Whether the petitioner will be able to make good the allegations of his answer, amplified and explained by the supporting affidavits, is not to be predicted now. Enough for present purposes that there are issues to be tried.

The decree should be reversed and the cause remanded for further proceedings in accord with this opinion.

Reversed.

NOTES

[1] "At the time that I was adjudicated a bankrupt as aforesaid it had been determined and from then until now it has been definitely determined and known that said Union National Bank was insolvent. Said Union National Bank was throughout all of that time and ever since September 30, 1931, had been closed to business. Also at said time it had been determined and throughout said period it was definitely known that the assets of said Union National Bank were insufficient in value to liquidate at a sum equal to the value placed upon them by said agreement of September 30, 1931.

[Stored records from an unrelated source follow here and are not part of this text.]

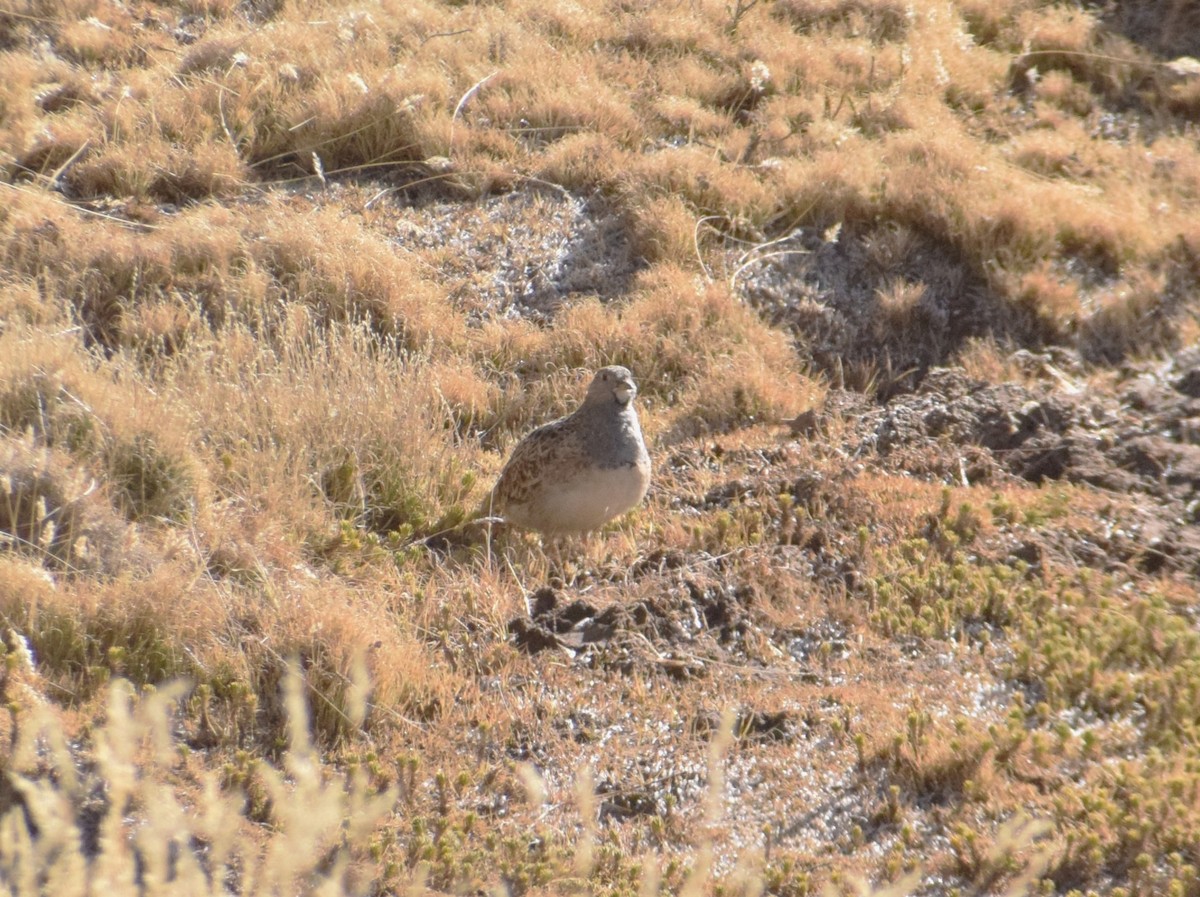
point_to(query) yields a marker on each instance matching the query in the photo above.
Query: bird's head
(612, 384)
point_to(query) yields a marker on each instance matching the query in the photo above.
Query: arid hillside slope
(912, 295)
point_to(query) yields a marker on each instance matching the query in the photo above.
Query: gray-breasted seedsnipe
(582, 470)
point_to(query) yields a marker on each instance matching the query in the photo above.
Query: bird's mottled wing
(552, 447)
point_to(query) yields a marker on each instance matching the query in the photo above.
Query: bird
(577, 473)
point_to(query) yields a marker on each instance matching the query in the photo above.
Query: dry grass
(280, 286)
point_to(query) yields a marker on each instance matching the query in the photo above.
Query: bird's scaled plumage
(582, 470)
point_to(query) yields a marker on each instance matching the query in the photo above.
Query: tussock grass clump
(42, 501)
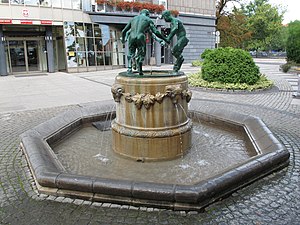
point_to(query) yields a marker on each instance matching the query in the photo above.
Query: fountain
(157, 159)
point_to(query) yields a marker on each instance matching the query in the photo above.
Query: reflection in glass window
(31, 2)
(81, 59)
(100, 59)
(97, 30)
(46, 3)
(79, 31)
(90, 44)
(80, 44)
(71, 59)
(67, 4)
(107, 58)
(91, 59)
(99, 45)
(20, 2)
(89, 30)
(76, 4)
(69, 36)
(56, 3)
(105, 34)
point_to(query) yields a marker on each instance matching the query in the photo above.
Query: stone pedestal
(151, 117)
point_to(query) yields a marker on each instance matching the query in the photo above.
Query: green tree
(293, 42)
(220, 8)
(279, 42)
(265, 22)
(234, 30)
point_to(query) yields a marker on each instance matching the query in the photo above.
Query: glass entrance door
(32, 55)
(26, 56)
(17, 56)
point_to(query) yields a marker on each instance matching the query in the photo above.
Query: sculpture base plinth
(151, 145)
(151, 116)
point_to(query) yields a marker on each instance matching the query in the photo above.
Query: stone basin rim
(51, 178)
(153, 74)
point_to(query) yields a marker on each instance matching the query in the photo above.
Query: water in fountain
(103, 126)
(214, 148)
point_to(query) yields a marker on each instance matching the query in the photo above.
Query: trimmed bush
(293, 42)
(229, 65)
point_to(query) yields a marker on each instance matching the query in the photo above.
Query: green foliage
(293, 42)
(265, 22)
(197, 63)
(205, 52)
(229, 65)
(234, 30)
(196, 80)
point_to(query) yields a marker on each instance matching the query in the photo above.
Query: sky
(292, 7)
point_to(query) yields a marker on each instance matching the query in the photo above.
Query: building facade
(84, 35)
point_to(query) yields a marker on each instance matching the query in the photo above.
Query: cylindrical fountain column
(151, 117)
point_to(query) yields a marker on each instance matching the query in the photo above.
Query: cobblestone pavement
(274, 199)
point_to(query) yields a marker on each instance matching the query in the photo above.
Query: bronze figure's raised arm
(177, 29)
(135, 31)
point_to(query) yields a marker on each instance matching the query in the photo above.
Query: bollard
(297, 94)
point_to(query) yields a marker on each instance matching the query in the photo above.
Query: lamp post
(217, 38)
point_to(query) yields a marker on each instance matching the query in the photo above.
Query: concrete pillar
(126, 54)
(3, 65)
(50, 50)
(158, 50)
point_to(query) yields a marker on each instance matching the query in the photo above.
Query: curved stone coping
(153, 73)
(151, 133)
(53, 179)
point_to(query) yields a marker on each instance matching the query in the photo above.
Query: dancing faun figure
(136, 31)
(177, 29)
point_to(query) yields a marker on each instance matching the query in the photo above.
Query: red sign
(25, 12)
(46, 22)
(26, 22)
(5, 21)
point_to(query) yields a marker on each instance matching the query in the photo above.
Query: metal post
(126, 53)
(157, 47)
(50, 51)
(3, 65)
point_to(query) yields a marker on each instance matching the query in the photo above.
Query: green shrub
(286, 67)
(229, 65)
(293, 42)
(197, 63)
(206, 51)
(196, 80)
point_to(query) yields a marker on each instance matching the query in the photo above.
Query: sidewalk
(18, 93)
(28, 101)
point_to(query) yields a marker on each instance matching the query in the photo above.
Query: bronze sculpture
(136, 31)
(177, 29)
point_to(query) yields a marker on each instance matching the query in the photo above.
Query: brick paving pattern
(274, 199)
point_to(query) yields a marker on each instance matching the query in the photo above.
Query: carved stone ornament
(175, 92)
(117, 91)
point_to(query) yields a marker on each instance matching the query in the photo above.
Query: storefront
(32, 47)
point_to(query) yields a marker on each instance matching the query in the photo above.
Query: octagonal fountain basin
(68, 156)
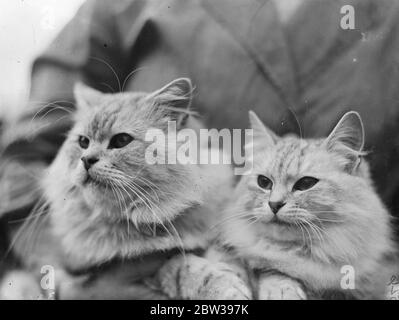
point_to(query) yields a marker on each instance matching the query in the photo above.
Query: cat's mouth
(93, 182)
(278, 221)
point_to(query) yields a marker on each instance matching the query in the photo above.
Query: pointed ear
(175, 98)
(85, 96)
(260, 132)
(347, 138)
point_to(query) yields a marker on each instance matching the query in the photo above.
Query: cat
(307, 220)
(111, 214)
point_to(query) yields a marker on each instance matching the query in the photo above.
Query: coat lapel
(256, 27)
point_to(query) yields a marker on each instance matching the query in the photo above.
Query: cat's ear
(85, 96)
(175, 98)
(347, 138)
(261, 133)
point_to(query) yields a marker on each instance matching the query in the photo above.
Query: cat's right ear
(85, 96)
(261, 133)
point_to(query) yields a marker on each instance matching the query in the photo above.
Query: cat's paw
(224, 286)
(20, 285)
(280, 288)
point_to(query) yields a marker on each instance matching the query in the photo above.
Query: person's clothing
(300, 77)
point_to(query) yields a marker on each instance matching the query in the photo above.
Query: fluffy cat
(107, 203)
(307, 209)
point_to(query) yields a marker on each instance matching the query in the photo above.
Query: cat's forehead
(290, 156)
(114, 113)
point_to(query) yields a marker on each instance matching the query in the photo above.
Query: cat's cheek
(79, 175)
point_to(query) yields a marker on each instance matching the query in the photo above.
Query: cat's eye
(84, 142)
(264, 182)
(305, 183)
(120, 140)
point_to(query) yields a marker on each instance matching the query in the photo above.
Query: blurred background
(26, 28)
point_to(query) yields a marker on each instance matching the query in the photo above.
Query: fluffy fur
(338, 221)
(123, 208)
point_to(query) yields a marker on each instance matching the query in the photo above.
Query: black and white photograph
(209, 150)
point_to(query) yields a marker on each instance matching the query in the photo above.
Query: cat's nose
(276, 205)
(89, 161)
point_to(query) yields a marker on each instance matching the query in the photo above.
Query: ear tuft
(348, 138)
(175, 98)
(85, 96)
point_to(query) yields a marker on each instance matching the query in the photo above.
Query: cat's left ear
(175, 98)
(85, 96)
(347, 138)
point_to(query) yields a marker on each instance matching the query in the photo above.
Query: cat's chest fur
(90, 235)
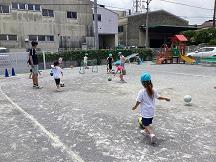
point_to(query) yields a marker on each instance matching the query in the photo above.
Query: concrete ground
(91, 119)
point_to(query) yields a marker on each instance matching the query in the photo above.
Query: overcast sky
(193, 15)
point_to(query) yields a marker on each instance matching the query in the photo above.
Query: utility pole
(214, 14)
(96, 25)
(147, 25)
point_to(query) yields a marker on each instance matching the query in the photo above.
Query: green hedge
(145, 54)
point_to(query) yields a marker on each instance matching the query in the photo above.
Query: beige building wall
(67, 32)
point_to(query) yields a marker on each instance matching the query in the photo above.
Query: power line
(183, 4)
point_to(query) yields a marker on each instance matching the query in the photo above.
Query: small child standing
(119, 69)
(146, 99)
(85, 61)
(109, 63)
(57, 73)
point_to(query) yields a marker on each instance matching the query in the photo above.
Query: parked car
(203, 52)
(3, 50)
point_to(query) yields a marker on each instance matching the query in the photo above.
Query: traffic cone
(6, 73)
(13, 72)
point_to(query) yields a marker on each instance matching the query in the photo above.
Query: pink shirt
(119, 68)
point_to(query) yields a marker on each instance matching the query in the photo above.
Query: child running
(109, 63)
(146, 99)
(57, 73)
(119, 69)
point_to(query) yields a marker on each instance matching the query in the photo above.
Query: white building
(107, 28)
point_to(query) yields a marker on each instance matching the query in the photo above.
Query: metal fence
(16, 60)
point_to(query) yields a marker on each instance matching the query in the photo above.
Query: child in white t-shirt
(57, 74)
(146, 99)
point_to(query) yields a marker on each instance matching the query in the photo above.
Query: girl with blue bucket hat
(146, 99)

"Also at the time that I was adjudicated a bankrupt as aforesaid it had been determined and from then until now it has been definitely determined and known that an assessment and requisition upon the shareholders of said Union National Bank to the total par value of the amount of stock outstanding would be necessary to pay the debts and claims of said bank." Extracts from petitioner's affidavit.

[2] "Under the clause in question, it was at the time the petition in bankruptcy was filed, uncertain, a mere matter of speculation, whether any liability ever would arise under it." Miller v. Irving Trust Co., 296 U.S. 256, 258.